Besides velocity, there is another key indicator you can use to measure how well your agile team is performing: the burndown chart. It’s a simple concept—as time passes, the amount of work to do decreases. At least, that’s what would happen in an ideal world.
There will, of course, be days when progress is not as expected or tasks are reevaluated to be larger than originally estimated. However, that’s normal. You shouldn’t expect to see perfection—we want burndown charts to reflect reality, even if there are a few zigs and zags. The iteration may well finish cleanly in spite of these speed bumps, but they may also be an indicator that the iteration is not in a good state of health and action is necessary.
With a burndown, typically you measure against hours and/or story points. Some teams decide to estimate just using story points, and provided they have a demonstrated historical velocity they can attain sustainably, there is no problem in that. However, this also implies that the acceptance of stories will need to be fairly ad hoc, with the product owner accepting stories as the team completes them.
In cases when you are forced to perform the acceptance ceremony at the end of the sprint, it makes sense to measure burndown progress using hours, as there is no value in showing a burndown against story points where all of the burndown occurs at the end. Less experienced and less consistent teams are also better off measuring against hours, because this will provide potentially more frequent updates on the remaining work to do.
Burndown charts produced using software usually will have an “ideal burndown” line. This is useful because this line indicates the gradient to be expected for an ideal burndown, but in reality, the gradient is likely to fluctuate higher or lower so that the net result is a clean burndown. It’s extremely unlikely that a team will deliver with a gradient that is the same as this line for the entire iteration. In fact, performance this perfect should be discussed and examined, as it’s likely that the team is tweaking figures.
Figure 1: Burndown axes and ideal burndown line
Figure 2: A burndown for a clean iteration
Figure 3: A challenged iteration
Figure 4: Iteration with carry-over
Figure 1 shows the burndown axes and an ideal burndown line. Typically, you can expect a team’s workload to start below this line. This allows for some “wiggle room” as changes or unknowns impact the iteration.
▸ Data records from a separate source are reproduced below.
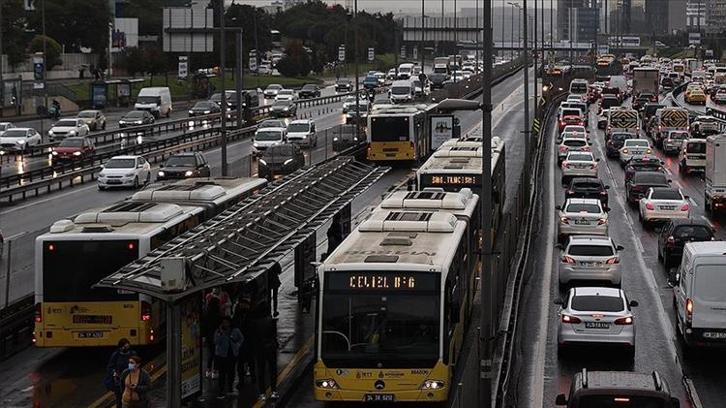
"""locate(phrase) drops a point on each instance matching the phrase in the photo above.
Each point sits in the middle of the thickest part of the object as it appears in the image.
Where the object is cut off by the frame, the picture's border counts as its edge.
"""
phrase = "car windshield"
(268, 136)
(65, 123)
(695, 147)
(580, 207)
(590, 250)
(597, 303)
(180, 161)
(15, 133)
(666, 195)
(298, 127)
(697, 232)
(71, 142)
(120, 164)
(362, 327)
Figure 2 shows a typical burndown for a clean iteration. Shown as daily updates, the team had good days and not-so-good days, but it still managed to complete the iteration cleanly.
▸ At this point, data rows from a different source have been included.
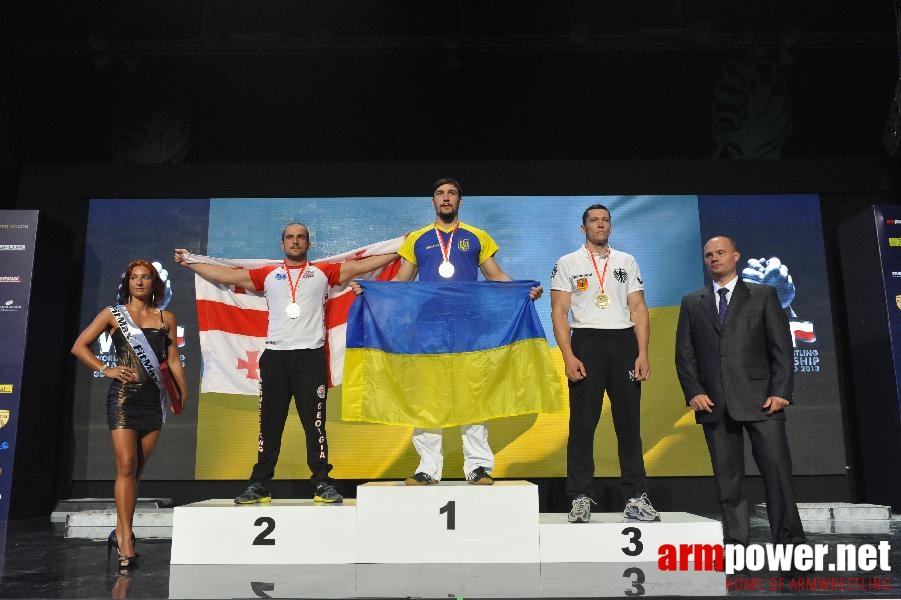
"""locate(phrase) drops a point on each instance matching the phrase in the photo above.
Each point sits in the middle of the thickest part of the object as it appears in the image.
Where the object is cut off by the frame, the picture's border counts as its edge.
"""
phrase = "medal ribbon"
(293, 284)
(445, 251)
(601, 277)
Figure 3 shows a challenged iteration that was brought back and finished cleanly. The team started off all right but ran into problems around the third day. The team crossed the ideal burndown line and realized they had to reassess the iteration—in this case, by removing a story from the iteration—and by day 5, things were back under control.
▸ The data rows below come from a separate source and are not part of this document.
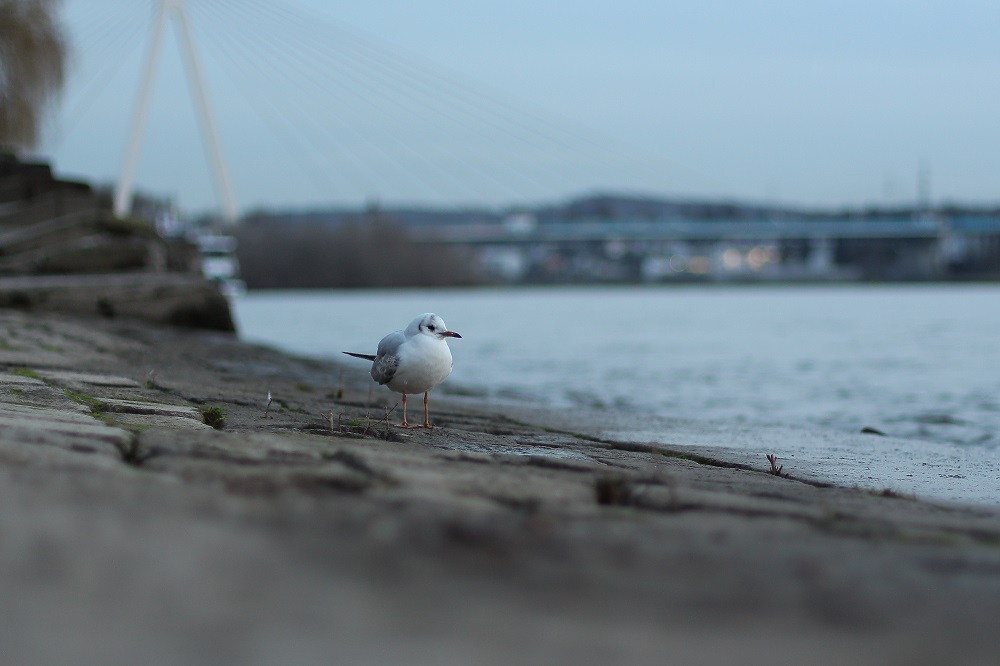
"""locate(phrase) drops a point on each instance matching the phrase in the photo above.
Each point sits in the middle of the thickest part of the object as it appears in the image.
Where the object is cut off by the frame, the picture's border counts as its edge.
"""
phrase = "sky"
(817, 104)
Figure 4 shows a challenged iteration that resulted in stories being carried over. This is similar to Figure 3, but in this instance, the team failed to make an adjustment and ended up with stories left incomplete.
The main difference between teams that manage to bring an iteration back under control and those that don’t will be the amount of carry-over. Carry-over is bad because it affects the team’s velocity in a way that will make it more difficult to predict when work will be done. Teams that react quicker should also reduce waste. A key tenet of agile is that accepted stories should be potentially shippable. Stories that have been carried over are not shippable, so the time and effort spent on them is applied to stories that could be completed and accepted cleanly.
Once, I was working with a team that had some critical “must-have” features for a release and some bug fixes loaded into its iteration. After a day or so I saw the estimated hours remaining had increased and crossed the ideal burndown line. After a brief discussion I learned that some of the bug fixes had been underestimated initially, and after the team got more detail about them, the estimates soared. The product owner was adamant that the team complete the must-have features, but after considering the new estimates, he decided it was possible to delay some of the bug fixes until a later iteration. The iteration completed cleanly, and the critical features were included in the next product release.
Having the discussion early in the iteration minimized the disruption to that iteration, and having a product owner who made a clear call in terms of prioritization made the decision obvious. A couple of iterations later, the bug fixes were done, and because expectations had been reset, this was completely fine with all stakeholders.
I hope I’ve provided some food for thought that you can apply to help your team better understand its burndown. To review:
- Expect your team to track its burndown using hours (or, ideally, both hours and story points). If the team is just using story points, ask how often acceptance ceremonies will be performed, and check that the product owner agrees. Also make it clear that for a story-point burndown, the frequency of updates will be the same as how often stories are accepted.
- Your team should start with a figure that is below the ideal burndown line, allowing for change and reevaluation of estimates.
- When it’s clear that the burndown progress will cross the ideal burndown line, have a conversation with the team and product owner: Can we bring our work back on track? What needs to change?
- Discuss the burndown occasionally during the sprint retrospective. Use it as a visual aid to discuss where problems occurred. It may also be necessary to discuss “perfect” burndowns—do these figures reflect reality?
Any views expressed within this article are Dave Browett's and do not necessarily reflect those of his employer.